Hide Forgot
Description of problem: LoabBalancer type services cannot be created due to what seems an error getting openstack-credentials secret (the secret exists though). Version-Release number of selected component (if applicable): OCP 4.9.0-0.nightly-2021-09-14-200602 OSP 16.1.6 How reproducible: always Steps to Reproduce: Install OCP 4.9 on OSP oc new-project test1-ns oc create deployment test1-dep --image=quay.io/kuryr/demo oc scale deployments/test1-dep --replicas=2 oc expose deployment test1-dep --name test1-svc --type=LoadBalancer --port 80 --target-port=8080 Actual results: The LB is not being created in Openstack Expected results: LB created in Openstack Additional info: $ oc get cm cloud-provider-config -n openshift-config -o yaml ... [LoadBalancer] use-octavia = True $ oc -n test1-ns describe svc test1-svc Name: test1-svc Namespace: test1-ns Labels: app=test1-dep Annotations: <none> Selector: app=test1-dep Type: LoadBalancer IP Family Policy: SingleStack IP Families: IPv4 IP: 172.30.153.52 IPs: 172.30.153.52 Port: <unset> 80/TCP TargetPort: 8080/TCP NodePort: <unset> 31099/TCP Endpoints: 10.128.2.10:8080,10.131.0.63:8080 Session Affinity: None External Traffic Policy: Cluster Events: <none> openshift-kube-controller-manager pod shows: E0915 11:16:45.097228 1 openstack.go:284] cannot get secret openstack-credentials in namespace kube-system. error: "secret \"openstack-credentials\" not found" E0915 11:16:45.097305 1 core.go:91] Failed to start service controller: the cloud provider does not support external load balancers The secret openstack-credentials does exist: $ oc -n kube-system describe secret openstack-credentials Name: openstack-credentials Namespace: kube-system Labels: <none> Annotations: <none> Type: Opaque Data ==== clouds.conf: 300 bytes clouds.yaml: 437 bytes
this looks like an RBAC bug
It seems it's affecting 4.8 as well.
This should also mean that self signed certificates are broken I believe
Another data point - it seems like the issue is a race condition between kube-controller-manager startup and secret creation.

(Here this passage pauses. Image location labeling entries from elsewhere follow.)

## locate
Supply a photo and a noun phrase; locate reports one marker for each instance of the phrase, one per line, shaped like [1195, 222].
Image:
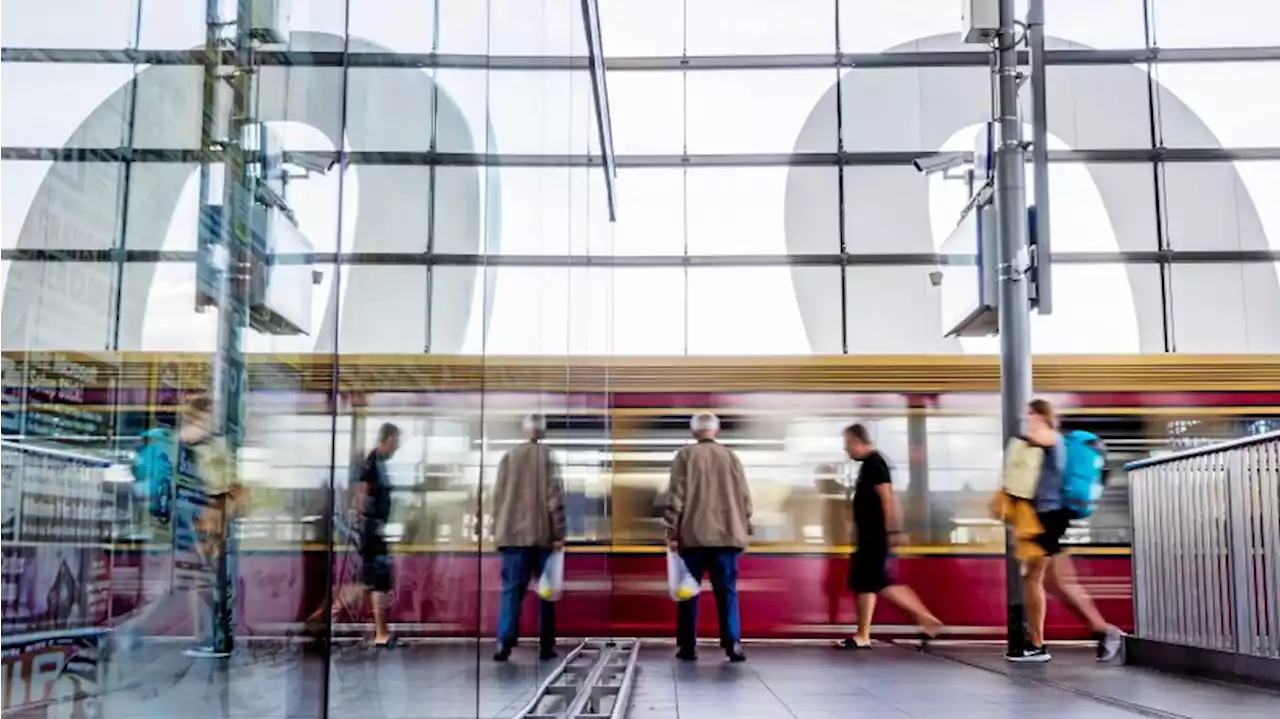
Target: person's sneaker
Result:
[1110, 644]
[205, 651]
[1029, 655]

Possibly a workaround could be to restart the kube-controller-manager container (it's a static pod, deleting it from the API isn't doing the job).
I can confirm that this is the race condition described above. To work it around you got to restart kube-controller-manager, but it isn't trivial, as it's a static pod defined in /etc/kubernetes/manifests on the masters. A simple way to do it is to make a dummy change to openshift-config/cloud-provider-config ConfigMap. First edit it: oc edit cm cloud-provider-config -n openshift-config Then you can make a dummy change. I just added a "#foobar" comment at the "config" key like this: config: | [Global] secret-name = openstack-credentials secret-namespace = kube-system region = regionOne ca-file = /etc/kubernetes/static-pod-resources/configmaps/cloud-config/ca-bundle.pem [LoadBalancer] #foobar use-octavia = True This will force reconfiguration of all the nodes, effectively restarting the kube-controller-manager pods. It'll take a long time, depending on the size of the cluster. You got to wait until no nodes will be "NotReady,SchedulingDisabled" in `oc get nodes`. Once done you can edit the ConfigMap again to remove the comment but you'll need to wait for reconfiguration again. An alternative is to SSH into each of the master nodes and moving /etc/kubernetes/manifests/kube-controller-manager-pod.yaml somewhere and then back to that location to force the pod deletion and creation. Given that there's a fairly simple workaround I'm setting blocker-.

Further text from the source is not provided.